Benefits: Protection of personal assets and liability from acts as director of corporation-privacy-deductible life insurance plan for $50,000- deductible dental medical plan- deductible premiums for disability insurance- 1 person required to incorporate-tons of deductible “fringe benefits” like pizza in the workplace when working after hours (did I mention that your den can be your workplace/office? See above).
An “S” corp. is treated like a partnership for tax purposes and files a K-1. Unlike a “C” corp. you want to take profits in the form of dividends to avoid the 15.4% self employment tax. A huge benefit.
Benefits: S corp. losses can be deducted against ordinary personal income in excess of $50,000 per year(like a spousal income)-Reduce payroll taxes by reducing salary to lowest reasonable amount and taking profits in dividends saving 15.4% self employment tax on up to $87,000 I n 2003-Privacy-Lawsuit protection for personal assets and liability-benefits/write offs for employees-only needs one person to create.
Limited Liability Company
The newest of a breed of entities created by state statute requires filing articles of organization through the state where started. It can have 1-2 members depending on your state statutes. This files a 1065 with the IRS like a partnership. When proper procedures are maintained there is a shield between you and your personal assets.
This is the tightest entity for asset protection (in most states). This is because a member’s interest in an LLC cannot be attached by a creditor. If a creditor gets a “charging order” against you for 100k the managing partner could withhold paying you out of the LLC’s assets etc. indefinitely. After years of frustrating the creditor you could settle for less. Generally these have many of the same things that need to be done as a corporation to avoid “piercing”. In my personal opinion I think the best way to hold property is in a trust with the LLC as the beneficiary.
Land Trust’s- Intervivos
This is a great tool for the investor and owner of property. A land trust offers no protection from creditors or lawsuits outside of a corporation or LLC. What it does is remove the property out of your name on the county record books. You have the legal right to place property in trust and the bank/mortgage company has to allow you to do this. They cannot invoke DOS. In my opinion this could be an excellent way to take title in a “Subject To” deal. Look up the article on this site “What’s A Land Trust & Why You Should Remove Your Name from the Deed”.

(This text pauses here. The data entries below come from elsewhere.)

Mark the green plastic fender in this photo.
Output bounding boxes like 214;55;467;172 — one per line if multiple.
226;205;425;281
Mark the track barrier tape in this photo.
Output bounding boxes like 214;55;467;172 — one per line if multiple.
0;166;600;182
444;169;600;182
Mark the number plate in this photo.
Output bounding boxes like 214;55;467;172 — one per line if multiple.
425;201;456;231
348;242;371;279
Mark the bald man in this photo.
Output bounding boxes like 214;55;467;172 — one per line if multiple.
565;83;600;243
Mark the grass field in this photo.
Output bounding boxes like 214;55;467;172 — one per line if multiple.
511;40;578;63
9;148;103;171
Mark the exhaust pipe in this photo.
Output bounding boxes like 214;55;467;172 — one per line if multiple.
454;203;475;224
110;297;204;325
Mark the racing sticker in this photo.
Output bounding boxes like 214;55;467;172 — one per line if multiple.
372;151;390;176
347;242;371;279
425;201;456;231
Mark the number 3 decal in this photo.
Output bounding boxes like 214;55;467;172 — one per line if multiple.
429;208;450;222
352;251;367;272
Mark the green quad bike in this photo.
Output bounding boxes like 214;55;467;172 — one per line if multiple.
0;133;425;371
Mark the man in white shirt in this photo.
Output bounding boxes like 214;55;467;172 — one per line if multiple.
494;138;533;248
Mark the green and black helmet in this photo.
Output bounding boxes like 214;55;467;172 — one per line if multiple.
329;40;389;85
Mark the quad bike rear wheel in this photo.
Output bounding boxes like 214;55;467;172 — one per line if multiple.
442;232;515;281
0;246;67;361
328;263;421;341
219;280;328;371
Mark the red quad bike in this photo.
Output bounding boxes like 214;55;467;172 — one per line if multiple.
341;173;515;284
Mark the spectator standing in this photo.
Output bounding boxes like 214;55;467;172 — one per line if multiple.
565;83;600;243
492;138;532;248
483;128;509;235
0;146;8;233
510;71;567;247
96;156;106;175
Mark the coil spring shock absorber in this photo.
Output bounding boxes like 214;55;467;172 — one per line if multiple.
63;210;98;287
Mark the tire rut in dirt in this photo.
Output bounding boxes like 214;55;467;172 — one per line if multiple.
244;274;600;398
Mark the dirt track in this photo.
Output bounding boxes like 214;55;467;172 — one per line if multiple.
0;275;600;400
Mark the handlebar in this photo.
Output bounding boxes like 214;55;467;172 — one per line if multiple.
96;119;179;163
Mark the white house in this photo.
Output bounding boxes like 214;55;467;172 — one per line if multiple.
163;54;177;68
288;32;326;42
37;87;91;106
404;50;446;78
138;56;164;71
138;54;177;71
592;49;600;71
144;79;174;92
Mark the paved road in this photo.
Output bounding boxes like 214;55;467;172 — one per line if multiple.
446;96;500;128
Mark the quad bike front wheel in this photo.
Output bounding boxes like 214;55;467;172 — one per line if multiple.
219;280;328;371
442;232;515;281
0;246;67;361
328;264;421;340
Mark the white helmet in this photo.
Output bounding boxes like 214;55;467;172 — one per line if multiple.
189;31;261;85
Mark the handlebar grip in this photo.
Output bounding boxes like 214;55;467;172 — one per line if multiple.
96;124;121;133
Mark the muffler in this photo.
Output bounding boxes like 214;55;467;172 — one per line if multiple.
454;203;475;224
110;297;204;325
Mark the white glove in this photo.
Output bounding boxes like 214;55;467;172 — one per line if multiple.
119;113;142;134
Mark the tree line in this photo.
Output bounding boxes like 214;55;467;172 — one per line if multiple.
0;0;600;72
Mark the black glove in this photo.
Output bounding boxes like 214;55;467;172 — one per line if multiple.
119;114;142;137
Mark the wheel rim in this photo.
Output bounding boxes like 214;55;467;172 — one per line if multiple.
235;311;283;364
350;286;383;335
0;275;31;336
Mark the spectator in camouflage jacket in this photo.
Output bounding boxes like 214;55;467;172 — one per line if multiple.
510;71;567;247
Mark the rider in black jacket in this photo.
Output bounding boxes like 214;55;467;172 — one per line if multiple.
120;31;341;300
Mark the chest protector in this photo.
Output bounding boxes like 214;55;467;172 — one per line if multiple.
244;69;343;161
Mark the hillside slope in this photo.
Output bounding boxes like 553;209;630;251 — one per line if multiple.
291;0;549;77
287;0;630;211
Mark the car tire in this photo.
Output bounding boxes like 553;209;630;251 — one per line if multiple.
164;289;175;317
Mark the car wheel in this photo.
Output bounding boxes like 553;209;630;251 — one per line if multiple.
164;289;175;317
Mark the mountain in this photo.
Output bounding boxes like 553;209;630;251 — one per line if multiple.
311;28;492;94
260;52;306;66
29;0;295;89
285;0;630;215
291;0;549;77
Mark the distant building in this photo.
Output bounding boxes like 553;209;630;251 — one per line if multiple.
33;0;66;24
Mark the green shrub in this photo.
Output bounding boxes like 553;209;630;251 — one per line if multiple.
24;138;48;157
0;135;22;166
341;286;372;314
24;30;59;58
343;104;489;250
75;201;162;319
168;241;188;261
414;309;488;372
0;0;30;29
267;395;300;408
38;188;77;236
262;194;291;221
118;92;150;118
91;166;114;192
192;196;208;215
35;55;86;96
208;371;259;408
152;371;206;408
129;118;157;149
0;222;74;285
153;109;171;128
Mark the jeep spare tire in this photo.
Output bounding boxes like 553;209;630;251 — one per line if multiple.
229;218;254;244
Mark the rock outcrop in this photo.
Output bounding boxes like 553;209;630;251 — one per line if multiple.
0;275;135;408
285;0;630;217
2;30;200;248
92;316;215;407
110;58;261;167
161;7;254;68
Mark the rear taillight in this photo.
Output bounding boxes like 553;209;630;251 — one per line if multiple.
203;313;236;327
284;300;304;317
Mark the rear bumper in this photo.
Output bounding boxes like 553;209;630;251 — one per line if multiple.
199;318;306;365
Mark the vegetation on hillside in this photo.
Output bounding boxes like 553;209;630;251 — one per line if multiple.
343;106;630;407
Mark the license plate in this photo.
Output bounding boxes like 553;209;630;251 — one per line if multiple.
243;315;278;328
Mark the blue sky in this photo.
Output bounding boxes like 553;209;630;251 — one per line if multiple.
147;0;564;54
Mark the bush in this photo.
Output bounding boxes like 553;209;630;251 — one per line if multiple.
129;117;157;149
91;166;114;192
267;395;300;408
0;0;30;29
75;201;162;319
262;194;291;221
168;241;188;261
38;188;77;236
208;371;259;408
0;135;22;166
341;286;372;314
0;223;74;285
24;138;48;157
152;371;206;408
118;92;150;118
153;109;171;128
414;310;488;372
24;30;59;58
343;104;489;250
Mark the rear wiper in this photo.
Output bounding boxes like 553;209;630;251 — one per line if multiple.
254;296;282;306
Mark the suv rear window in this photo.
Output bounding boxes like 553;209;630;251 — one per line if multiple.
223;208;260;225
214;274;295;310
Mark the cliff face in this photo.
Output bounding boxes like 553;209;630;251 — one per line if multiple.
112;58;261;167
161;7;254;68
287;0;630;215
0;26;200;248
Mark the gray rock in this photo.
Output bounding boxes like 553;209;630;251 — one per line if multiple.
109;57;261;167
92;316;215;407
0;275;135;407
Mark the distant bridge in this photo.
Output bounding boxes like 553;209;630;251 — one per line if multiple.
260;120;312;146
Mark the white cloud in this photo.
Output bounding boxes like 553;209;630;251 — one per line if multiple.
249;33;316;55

Many lawyers don’t understand land trusts, this is good because it helps you hide what you have. When an attorney looking for “deep pockets” does a cursory asset search he will find nothing in your name. If he can’t find property with equity, insurance, etc. he will not take the case on contingency. He will probably ask for a retainer of 3-5K non refundable against his $250 an hour fee. This deters a lot of people. In the event a creditor or the IRS gets a judgment against you and places a general lien at the courthouse in your name it will not automatically attach to your properties held in trust.
Final thoughts
With the inherent risk involved of a lawsuit, and the incredible amount of money you will pay in your lifetime in taxes a fair amount of time and research should be taken to mitigate these drains on your resources.
I am not an attorney or CPA so these are my opinions and what I have learned through research and personal experience. I am sure you will teach me more that I can use in my own business.